Yup.  I like the "match this and generate that" style like an output 
tree template rather than having to figure out the emergent behavior.  
The operators ^ and ! are like that--you have to figure out what it 
will build, but they are so damn terse and useful that I will leave 
them in.

I like separating concerns.  If you've seen my StringTemplate stuff 
you'll note that I find generating code with a bunch of print 
statements entangled with logic is unsatisfying.  The same is true of 
grammars.  I don't like mixing the tree generation in the recognition 
part, hence, I've tried to move everything to the end of the 
production.  The ^ and ! are so terse and effective that I'm willing to 
live with the entanglement there.

> 2.)  Tree constructors:  ^( <root> <body> )
> 	Tree constructors can nest, and are recognized by #( <root> <body> )
> constructs.

this makes that tree a child of the currently constructed tree for the 
rule, right?

> 3.)  Node constructors:  ^[<node description>]

Does this add a child to the current tree?  I guess so.

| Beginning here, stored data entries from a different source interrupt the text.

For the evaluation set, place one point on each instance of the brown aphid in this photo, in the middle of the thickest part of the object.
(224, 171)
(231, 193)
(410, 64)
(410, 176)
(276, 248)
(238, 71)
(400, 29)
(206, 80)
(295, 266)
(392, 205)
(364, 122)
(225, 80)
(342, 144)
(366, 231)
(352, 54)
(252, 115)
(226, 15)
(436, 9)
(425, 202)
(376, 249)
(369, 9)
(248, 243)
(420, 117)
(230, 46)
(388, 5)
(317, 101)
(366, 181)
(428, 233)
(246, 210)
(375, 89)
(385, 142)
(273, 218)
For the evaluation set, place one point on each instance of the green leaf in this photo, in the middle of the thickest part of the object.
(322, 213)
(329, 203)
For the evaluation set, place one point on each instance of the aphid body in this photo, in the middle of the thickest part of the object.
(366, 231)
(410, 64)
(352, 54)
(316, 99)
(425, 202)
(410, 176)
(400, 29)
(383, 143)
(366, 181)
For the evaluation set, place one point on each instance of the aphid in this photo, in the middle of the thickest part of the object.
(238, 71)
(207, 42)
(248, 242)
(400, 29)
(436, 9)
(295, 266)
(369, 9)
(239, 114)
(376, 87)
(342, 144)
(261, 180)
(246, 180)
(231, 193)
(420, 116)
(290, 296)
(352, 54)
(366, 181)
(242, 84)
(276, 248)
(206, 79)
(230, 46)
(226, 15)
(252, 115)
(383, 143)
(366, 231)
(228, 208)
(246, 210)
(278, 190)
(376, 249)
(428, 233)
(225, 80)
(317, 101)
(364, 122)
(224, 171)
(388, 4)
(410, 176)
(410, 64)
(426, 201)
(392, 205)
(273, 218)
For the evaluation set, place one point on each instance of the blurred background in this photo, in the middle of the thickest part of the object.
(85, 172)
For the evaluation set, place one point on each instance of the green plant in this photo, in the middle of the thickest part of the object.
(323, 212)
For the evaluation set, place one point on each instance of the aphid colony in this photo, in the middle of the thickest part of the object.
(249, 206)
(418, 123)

> 	Node constructors may appear either inside or outside a tree action
> and are the mechanism for adding "imaginary" nodes.  Outside a tree 
> action,
> node constructors may be suffixed with ^ (^[...]^) to make it the root 
> of
> the current rule.
> 4.)  Alternatives and construction predicates:  ^{ {<test>}? A | B }
> 	Construction predicates are used to conditionally determine which
> constructs to add to a tree.  They are the complement to semantic 
> predicates
> and are a way of capturing semantics in a tree syntax.  In the 
> fragment, if
> <test> is true, A is added to the tree under construction; otherwise, 
> B is
> added.

Yup...we need that.

> 5.)  Restart tree:  { => <fragment> }
> 	Erase the partial tree already specified.  [I originally used
> "RETURN" for lack of a better idea; I changed this to "=>" as part of 
> the
> discussions Ter and I had on his proposal.]
> 6.)  "Copy" and "Reuse":  AST construction control
> 	Copy duplicates a node and its children; Reuse (in 2.8) incorporates
> an input tree fragment into an output tree.  For 3.0, it would make 
> sense to
> use "Copy" to replicate a payload (to allow later editing), and Reuse 
> to
> allow more than one reference to a single payload.
>
> 2.8 tree construction is slightly awkward because of a need to "!" 
> nodes
> that would be used in tree actions.  Otherwise, links are added in via
> normal construction and you can get circular linkages.  This should be 
> fixed
> in 3.0; an efficient implementation is pretty straightforward 
> following what
> I have done in 2.8 with the addition of the payload and carrier AST
> decomposition.
>
>
> My objections to Ter's proposal are broader than he mentions.  I would 
> add
> 4.)  His => syntax cannot be mixed with the current ^ and ! annotation.

On purpose as this is one of the problems currently I feel.  The 
interactions of the two constructions cause confusion.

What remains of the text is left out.